On to the biscuit story.
I was born in DC and raised in New Jersey. I don't believe, in the first 23 years of my life, that I ever ate a biscuit. We had great breads from the Jewish bakeries, but nary a biscuit. I wasn't even sure what they were. So when Ben and I married, he gave me his biscuit recipe which he had written inside the cover of his Bible. It's that important to a southern man. But along with the biscuit recipe, he had a few others he considered crucial to life-as-we-know-it.
So trying to be the ultimate wife, I set to work making biscuits one day. I measured. I cut in shortening. I tossed wet with dry quickly. I folded and patted a few times. I cut them out and put them on the pan. Ungreased, of course. I happily put the pan in a 450 degree oven just like the recipe said, and set the timer.
For one hour.
I had already made a pot of soup which was simmering, just waiting for my very first biscuits to sop up the juice, so Ben and I were out in the yard playing with our neighbor's puppies, waiting for the timer to announce the hot, flaky goodness springing forth from my newlywed oven.
After about 30 minutes, Ben asked if I had set the timer. Yes, I assured him. Time drags when your mouth is watering in anticipation.
After 40 minutes we saw smoke coming through the screen door. Houston, we have a problem.
We ran in the house, threw open windows and doors, and Ben fairly flew out the door with the smoking pan. Turns out the 450 degrees was for the biscuits. The one hour was for the banana bread. Who knew?
Ben likes to tell this story to newlyweds and always tells them he actually ate one. That is not true. They were black as hockey pucks, all the way through.
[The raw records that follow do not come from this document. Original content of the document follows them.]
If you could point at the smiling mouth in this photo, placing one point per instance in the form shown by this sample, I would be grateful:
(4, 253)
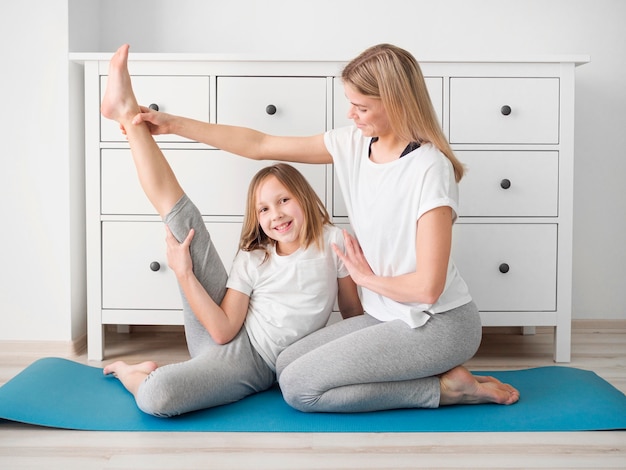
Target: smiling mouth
(283, 227)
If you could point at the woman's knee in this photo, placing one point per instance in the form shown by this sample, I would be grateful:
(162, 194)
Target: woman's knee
(296, 393)
(155, 399)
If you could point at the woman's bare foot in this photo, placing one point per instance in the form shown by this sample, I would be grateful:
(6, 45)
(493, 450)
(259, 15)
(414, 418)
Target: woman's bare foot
(131, 375)
(459, 386)
(119, 102)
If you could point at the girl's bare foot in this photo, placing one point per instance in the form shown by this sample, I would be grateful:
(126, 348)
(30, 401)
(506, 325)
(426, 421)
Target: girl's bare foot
(121, 367)
(459, 386)
(131, 376)
(119, 102)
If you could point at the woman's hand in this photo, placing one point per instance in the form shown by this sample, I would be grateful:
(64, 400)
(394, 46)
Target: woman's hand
(354, 259)
(178, 255)
(157, 122)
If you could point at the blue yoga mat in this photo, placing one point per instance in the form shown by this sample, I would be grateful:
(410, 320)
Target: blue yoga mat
(60, 393)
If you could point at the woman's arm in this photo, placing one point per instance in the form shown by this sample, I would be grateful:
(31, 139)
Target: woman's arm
(348, 298)
(224, 321)
(425, 285)
(241, 141)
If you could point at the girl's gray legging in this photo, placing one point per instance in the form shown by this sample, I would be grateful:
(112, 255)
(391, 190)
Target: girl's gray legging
(215, 374)
(362, 364)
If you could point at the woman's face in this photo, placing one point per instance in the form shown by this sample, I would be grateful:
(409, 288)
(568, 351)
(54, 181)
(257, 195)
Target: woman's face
(280, 215)
(368, 113)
We tried to break one in half and couldn't. So Ben set one in the crook of the walnut tree he used to throw knives at and cocked back his arm. He let fly a solid steel throwing knife which hit the biscuit dead center and shattered into a million pieces. I believe the biscuit is still there.
For the record, he says I make the best biscuits on the planet now. I just needed a little practice.